Score 58 61 63 65 69 70 73

Frequency 1 1 1 3 1 2 1

1. Find the mode of the data: Mode = Highest frequency = 65.

2. Find the median of the data:
Arrange in ascending order; 58, 61, 63, 65, 65, 65, 69, 70, 70, 73
Even number: [(n/2)th term + {(n/2)+1}th]/2
[5th term + 6th term] / 2 = (65 + 65)/2 = 65 is the median.
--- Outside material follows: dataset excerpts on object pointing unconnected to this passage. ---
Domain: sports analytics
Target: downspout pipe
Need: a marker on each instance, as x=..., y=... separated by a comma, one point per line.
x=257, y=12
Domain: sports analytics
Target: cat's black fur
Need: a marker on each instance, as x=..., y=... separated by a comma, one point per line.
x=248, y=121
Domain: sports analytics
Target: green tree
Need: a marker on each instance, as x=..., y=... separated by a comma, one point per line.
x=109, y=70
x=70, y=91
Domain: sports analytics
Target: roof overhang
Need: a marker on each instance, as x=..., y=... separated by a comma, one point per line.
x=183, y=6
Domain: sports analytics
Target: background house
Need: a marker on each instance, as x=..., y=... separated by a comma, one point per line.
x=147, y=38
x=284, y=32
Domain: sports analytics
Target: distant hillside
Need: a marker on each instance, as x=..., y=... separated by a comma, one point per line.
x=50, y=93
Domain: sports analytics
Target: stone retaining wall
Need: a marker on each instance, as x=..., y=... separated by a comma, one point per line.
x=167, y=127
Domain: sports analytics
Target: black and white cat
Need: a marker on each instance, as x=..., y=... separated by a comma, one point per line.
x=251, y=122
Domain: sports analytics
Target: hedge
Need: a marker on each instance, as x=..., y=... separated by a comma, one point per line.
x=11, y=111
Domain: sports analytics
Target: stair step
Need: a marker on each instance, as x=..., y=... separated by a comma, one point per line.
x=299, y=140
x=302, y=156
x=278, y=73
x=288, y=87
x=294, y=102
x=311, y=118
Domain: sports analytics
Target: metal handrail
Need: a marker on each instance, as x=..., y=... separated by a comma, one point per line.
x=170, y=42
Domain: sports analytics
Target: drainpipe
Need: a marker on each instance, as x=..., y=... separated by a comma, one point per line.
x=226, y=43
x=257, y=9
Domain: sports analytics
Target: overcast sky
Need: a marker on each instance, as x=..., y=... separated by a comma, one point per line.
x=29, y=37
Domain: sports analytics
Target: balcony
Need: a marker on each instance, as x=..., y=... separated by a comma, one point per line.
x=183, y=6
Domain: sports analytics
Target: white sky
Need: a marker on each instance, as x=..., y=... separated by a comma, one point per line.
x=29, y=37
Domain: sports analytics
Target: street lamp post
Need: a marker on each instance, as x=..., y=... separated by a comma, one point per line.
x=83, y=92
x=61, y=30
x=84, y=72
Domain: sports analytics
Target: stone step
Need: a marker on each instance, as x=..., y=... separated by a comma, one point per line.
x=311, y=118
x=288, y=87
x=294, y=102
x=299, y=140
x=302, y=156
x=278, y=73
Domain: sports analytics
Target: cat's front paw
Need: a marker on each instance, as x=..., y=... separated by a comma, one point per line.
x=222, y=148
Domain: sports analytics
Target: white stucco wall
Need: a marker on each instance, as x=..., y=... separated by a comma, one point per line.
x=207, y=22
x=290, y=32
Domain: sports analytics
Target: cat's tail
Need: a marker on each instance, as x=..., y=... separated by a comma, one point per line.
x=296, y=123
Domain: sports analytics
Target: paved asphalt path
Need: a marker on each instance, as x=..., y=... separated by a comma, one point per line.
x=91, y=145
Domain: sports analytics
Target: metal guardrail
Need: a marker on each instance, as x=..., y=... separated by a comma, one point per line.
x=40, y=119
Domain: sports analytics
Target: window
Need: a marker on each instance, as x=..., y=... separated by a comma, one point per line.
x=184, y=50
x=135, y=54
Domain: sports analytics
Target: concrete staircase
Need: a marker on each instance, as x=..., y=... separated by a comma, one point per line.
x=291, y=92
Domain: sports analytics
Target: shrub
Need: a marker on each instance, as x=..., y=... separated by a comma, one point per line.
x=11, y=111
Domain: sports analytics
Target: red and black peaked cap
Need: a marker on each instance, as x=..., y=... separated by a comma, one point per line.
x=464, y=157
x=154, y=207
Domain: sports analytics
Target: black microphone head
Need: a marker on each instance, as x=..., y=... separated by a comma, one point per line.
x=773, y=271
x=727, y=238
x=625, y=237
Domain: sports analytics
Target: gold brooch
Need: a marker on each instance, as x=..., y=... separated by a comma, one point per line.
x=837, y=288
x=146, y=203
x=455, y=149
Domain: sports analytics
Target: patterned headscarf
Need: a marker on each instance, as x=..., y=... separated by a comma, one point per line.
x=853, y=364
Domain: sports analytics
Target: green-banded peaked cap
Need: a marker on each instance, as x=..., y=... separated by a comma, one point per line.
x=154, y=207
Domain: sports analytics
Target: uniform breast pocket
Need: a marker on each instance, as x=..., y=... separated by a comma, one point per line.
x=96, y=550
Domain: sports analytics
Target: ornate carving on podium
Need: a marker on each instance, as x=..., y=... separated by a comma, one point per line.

3. Find the mean of the data:
Mean = (Sum of all the observations/Total number of observations)
Mean = 659/10 = 65.9

By using Mean, Median and Mode teachers can make decisions in assessment. We
can use these central tendency measures to describe students’ achievement and the
assessment. First teachers need to construct frequency curve based on the data from
the assessment. There are three types of curves that could be identified.

Normal Distribution Curve
If the graph is normally distributed, it means that it has the means = mode =

median. This type of curve means that the assessment is fair and equal. 68% of the
student’s scores will lies within one standard deviation from the mean. Teacher can
use z- score to further analyse the data.

Positively Skewed Curve

If the graph is positively skewed, it means that it has the mode < median <
mean. The positively skewed graph means that many students achieve lower grades.
This means that students’ achievements are poor, or the test items are difficult.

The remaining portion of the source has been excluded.